As Jeff Goldblum’s chaos scientist said in the movie, “Life will out.” At least one diabolical observer had noticed the obvious: a chain on a bolt was the only entry and exit, and the bolt was too short. Now, to say that cows have tongues is like saying Arnold Schwarzenegger has biceps. They can use their studded prehensile slabs to grip, wrap around and tear up reams of Timothy hay, and after watching us unlatch the gate a hundred times or so, she used that tongue to undo the chain and bolt, to do a Cowdini and navigate roads again to the nearest bull. This time she brought Nettie with her, who was 3 or 4 months old and still nursing.
Paradise Valley is only a mile or so away as the crow flies, and Farmer George, his bull and their hundred-plus pasture acres were accommodating. It was like sending your kids to a summer camp or your highly active in-laws to Europe. (Who are in the south of France right now. The city of Nice.) As summer waxed, we agreed to share any offspring and enjoyed 3 months or so of blessed grass-growing peace. Farmer George was an old hand with cows, however, and it didn’t take him long to say something about her being an oversized raging mutant, a less-than-ideal guest who repeatedly assaulted his Dexter bull. Whose lower stature, no matter how enthusiastic, was somewhat lacking.
After begging for a little more time, we used halters and ropes to walk our misunderstood romantic prize and her jaunty calf back into a newly bolted and locked pasture. Cowzilla was pregnant, so we indulged her accordingly. She ate with unbelievable gusto, growing even bigger and bossier. Mental note: acromegaly, which is what Andre the Giant had, might be a thing in bovines and I should have looked that up by now. Gestation for cows can vary by breed but is surprisingly similar to humans, about 280 days for Holsteins. Which would have put her calf into at least February, so when Christmas Break came up we left 1200 pounds of hay with a trusted young ranch hand and took the kids east to more sensible relatives.
On the night of December 21st a swirling, huge, light-flickering rain and storm system splashed all over the Olympic and Cascade ranges. Coming up on midnight, we were with our cousins past Issaquah near the foothills of Mount Si. We were drinking and dancing. The game was to pick the most ridiculous disco songs of all time, play them at top volume and deny middle age with emphasis on the Bee Gees, ABBA, and Rick James. At some point I noticed my phone ringing. It was our ranch hand.

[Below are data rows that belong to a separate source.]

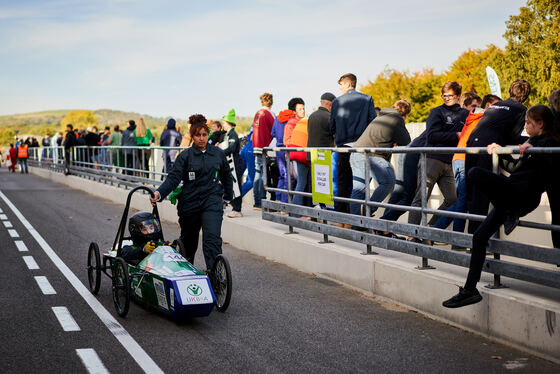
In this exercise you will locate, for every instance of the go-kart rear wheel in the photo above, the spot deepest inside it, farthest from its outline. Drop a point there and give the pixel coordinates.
(94, 268)
(221, 283)
(121, 286)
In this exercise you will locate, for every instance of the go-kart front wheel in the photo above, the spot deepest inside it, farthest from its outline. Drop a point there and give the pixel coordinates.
(121, 286)
(94, 268)
(221, 283)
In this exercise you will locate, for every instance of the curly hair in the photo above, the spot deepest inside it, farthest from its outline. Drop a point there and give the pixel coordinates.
(198, 122)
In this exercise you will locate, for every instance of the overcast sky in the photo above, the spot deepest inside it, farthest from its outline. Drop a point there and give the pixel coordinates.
(176, 58)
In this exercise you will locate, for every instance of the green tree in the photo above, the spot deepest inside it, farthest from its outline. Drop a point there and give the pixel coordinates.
(80, 119)
(533, 48)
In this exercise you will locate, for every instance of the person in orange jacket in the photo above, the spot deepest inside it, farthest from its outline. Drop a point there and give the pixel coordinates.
(22, 155)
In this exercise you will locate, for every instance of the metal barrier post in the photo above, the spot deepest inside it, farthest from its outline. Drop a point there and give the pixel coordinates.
(423, 186)
(366, 197)
(497, 279)
(289, 176)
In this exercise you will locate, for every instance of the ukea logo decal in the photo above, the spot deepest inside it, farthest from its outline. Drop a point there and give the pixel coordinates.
(194, 290)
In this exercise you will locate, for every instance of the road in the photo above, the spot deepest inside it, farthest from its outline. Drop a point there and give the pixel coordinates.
(279, 321)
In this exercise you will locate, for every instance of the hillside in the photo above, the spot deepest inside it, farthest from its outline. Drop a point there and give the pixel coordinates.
(48, 122)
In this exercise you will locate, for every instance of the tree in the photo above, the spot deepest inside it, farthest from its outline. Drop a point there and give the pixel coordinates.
(80, 119)
(533, 47)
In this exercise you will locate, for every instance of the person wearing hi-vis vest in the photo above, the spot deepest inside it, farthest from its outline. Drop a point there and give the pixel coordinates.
(22, 149)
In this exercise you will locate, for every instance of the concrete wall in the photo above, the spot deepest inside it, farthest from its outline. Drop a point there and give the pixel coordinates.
(525, 316)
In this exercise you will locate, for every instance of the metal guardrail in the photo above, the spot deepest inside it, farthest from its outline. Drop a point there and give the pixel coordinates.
(114, 170)
(272, 209)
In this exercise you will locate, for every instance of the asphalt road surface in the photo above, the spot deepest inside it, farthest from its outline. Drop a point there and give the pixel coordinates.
(279, 321)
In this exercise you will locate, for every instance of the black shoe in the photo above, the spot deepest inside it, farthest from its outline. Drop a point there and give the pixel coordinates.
(511, 222)
(463, 298)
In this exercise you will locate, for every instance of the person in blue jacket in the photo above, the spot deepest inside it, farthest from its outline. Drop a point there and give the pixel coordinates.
(207, 184)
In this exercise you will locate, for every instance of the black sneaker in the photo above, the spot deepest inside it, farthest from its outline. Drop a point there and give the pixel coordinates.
(463, 298)
(511, 222)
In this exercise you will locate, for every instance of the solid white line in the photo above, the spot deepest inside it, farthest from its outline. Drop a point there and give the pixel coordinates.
(30, 262)
(126, 340)
(91, 361)
(65, 319)
(21, 246)
(44, 285)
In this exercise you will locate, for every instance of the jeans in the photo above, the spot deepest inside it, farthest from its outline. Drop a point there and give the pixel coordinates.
(258, 187)
(283, 178)
(436, 172)
(405, 186)
(303, 185)
(380, 169)
(460, 205)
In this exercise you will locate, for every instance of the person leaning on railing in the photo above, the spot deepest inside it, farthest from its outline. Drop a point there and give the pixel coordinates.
(513, 196)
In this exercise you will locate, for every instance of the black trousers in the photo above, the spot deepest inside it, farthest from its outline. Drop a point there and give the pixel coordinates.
(210, 221)
(477, 201)
(507, 196)
(344, 181)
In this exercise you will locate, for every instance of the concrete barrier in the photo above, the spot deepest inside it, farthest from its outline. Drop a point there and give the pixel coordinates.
(525, 316)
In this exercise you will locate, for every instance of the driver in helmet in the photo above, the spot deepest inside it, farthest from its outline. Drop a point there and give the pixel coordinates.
(145, 232)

I stepped out into the gale and we yelled at each other. Cowzilla had broken the whole fence down. She and Nettie came up to the bedroom where he and a Polish guest were together. She thumped her head on the outside shingles hard enough to make them come outside. The cows mooed and galloped alarm all up and down the quarter mile drive. The confused young couple followed and looked in the wind and dark to find what was wrong, finding nothing. When they had finally gave up and came back to the house, a glistening black calf they hadn’t noticed before was waiting for them on the porch.
They took her into the foyer onto the flagstone and wrapped her in towels. Nettie, who was still nursing, who was too young to get pregnant and too young to carry anything to term, had just given birth to a 28 pound preemie. We called her Solstice.